These are all good questions. Let me answer the simple ones first:
Controlling the number of recoveries are done by setting
"cluster.routing.allocation.concurrent_recoveries". It defaults to the
number of processors + 1 (though its usually IO intensive, had to come out
with something...). This controls the number of concurrent recoveries
allowed on a specific node. Note, this is a 0.11 setting (to be released in
a day or so).
I am not sure about the clearing the number of work dir. It will increase
the time it takes to recover (as local data will not be reused) and of
course should not be done when using upcoming local gateway in 0.11. I would
say you usually don't want to do it.
Number of shards and number of replicas is a tough one to answer, since it
really depends on the system. Basically, more shards means faster indexing
(assuming you have enough machines to utilize the fact that there are more
shards), and a greater upper limit for the index size. Basically, if you
have a 10 shards index, it can only grow up to 10 machines x disk size for
the index size.
Replicas are there to both improve high availability and search performance.
Its easy not to worry about them that much as there is an API to increase /
decrease it on the fly.
Back to the number of shards setting. I would like to explain why one can't
change it. The cost of doing some sort of "repartitioning" of the data in an
index is very high. If just the recover can be taxing (though it should be
fast, compressed, and in 0.11 even faster), imagine how taxing it can be to
have to reindex part of the data to create a new partitioning scheme
(increase the number of shards). As well as potentially create a long pause
where the index is useless.
For this reason, I went with fixed number of shards, but tried to solve it
in a different manner. You can always create more indices. And to complete
the picture, you can always search on more than one index.

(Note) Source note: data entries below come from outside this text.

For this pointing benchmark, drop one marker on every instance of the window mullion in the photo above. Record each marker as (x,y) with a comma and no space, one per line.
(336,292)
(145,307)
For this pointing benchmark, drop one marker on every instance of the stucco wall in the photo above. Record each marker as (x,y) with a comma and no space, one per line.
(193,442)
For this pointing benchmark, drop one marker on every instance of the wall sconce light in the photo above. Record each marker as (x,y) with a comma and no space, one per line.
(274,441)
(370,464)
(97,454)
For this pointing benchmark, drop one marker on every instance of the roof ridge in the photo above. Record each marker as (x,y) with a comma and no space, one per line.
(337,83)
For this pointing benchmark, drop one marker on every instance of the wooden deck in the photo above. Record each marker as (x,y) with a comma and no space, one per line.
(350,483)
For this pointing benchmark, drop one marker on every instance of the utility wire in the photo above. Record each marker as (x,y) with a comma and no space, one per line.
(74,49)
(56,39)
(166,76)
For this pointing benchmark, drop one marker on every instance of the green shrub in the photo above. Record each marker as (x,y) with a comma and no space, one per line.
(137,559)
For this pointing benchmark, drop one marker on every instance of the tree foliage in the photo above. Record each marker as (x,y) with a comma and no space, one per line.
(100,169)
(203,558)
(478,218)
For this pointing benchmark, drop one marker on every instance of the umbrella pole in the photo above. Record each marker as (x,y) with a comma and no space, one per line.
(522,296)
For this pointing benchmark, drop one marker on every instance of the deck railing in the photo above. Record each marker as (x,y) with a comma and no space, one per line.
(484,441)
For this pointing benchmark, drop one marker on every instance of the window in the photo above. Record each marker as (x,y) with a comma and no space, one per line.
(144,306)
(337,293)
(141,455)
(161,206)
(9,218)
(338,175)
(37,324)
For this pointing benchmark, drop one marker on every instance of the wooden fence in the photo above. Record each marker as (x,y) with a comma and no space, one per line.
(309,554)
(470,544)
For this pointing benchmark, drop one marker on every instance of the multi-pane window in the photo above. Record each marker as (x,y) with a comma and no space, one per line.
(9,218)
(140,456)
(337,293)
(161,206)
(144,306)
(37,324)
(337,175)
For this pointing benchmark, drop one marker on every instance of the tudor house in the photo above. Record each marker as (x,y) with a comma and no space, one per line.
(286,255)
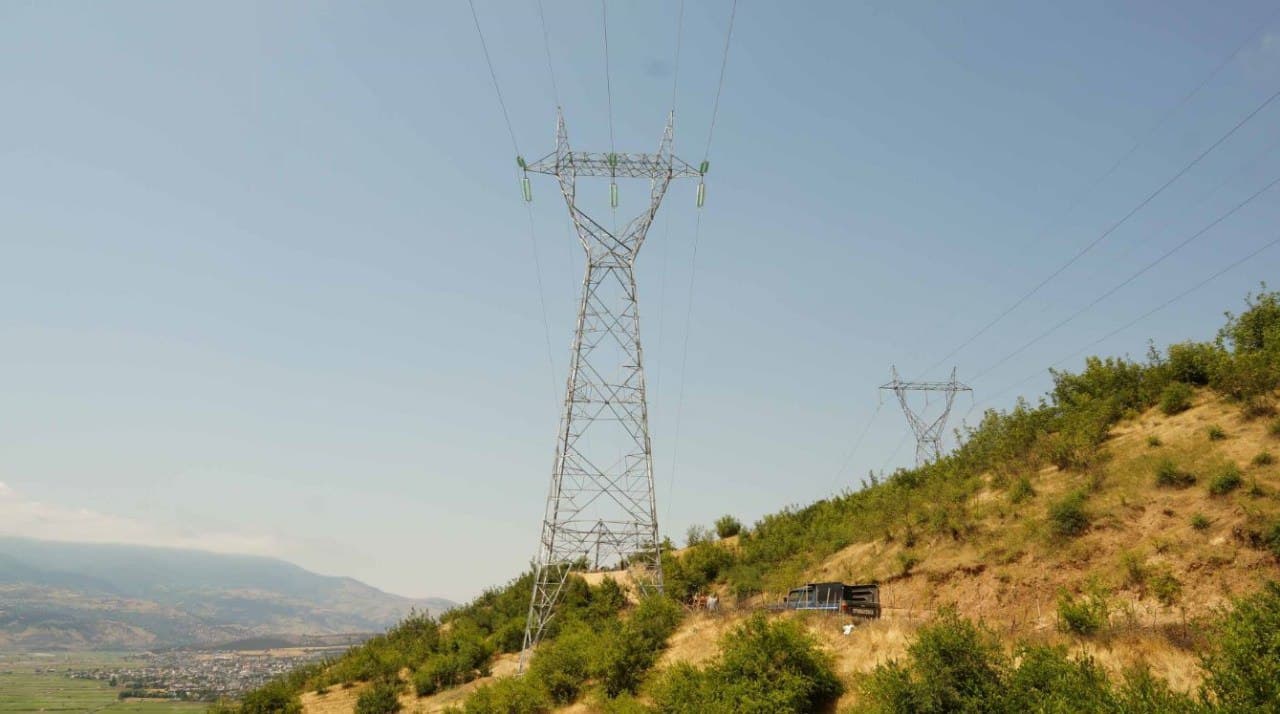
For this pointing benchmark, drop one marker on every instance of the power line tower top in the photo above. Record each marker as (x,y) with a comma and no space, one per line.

So, how to set the number of shards? I would say first run a test that
loads, lets say, 10% of the expected data size. You can get a feeling for
the index size required (there is an API for that, the indices status). From
that you can extrapolate both what you need now, and what you will need when
you grow xN times.
It gets a bit more interesting for really unbounded systems, like indexing
log files. For that, you can create an index per week of logs. Each start of
a week, you start a new index and index data into it. This gives you full
scale out model and you can always search on a month by simply searching on
the last 4 weeks (for example).
This allows you also flexibility, for example, the last week can be really
hot when it comes to searching on, so it can have more replicas. Older weeks
can have less replicas as they will be searched on less. Another nice aspect
of this design is the fact that deleted old "weeks" is a snap, its just a
matter of deleting that index and not deleting all the log entries
associated with that week within a single index.
On Tue, Sep 28, 2010 at 7:55 AM, Paul Smith firstname.lastname@example.org wrote:
We are mitigating this by throttling
shard recovery to one at a time and clearing the work directory on a node
on start up, to ensure a slow recovery.
ooh, it's little tidbits like this that are really useful. How do you do
the shard recovery one at a time though..? I'm presuming you mean by
clearing out the work directory, you're for all intents and purposes telling
ES that this is a 'brand new fresh' node, and not trying to do
any reconciliation with the on disk shard info with the replicas being
That is, to rephrase, instead of trying to recover a dead node, basically
'putting a bullet in it' and treating it like a fresh node?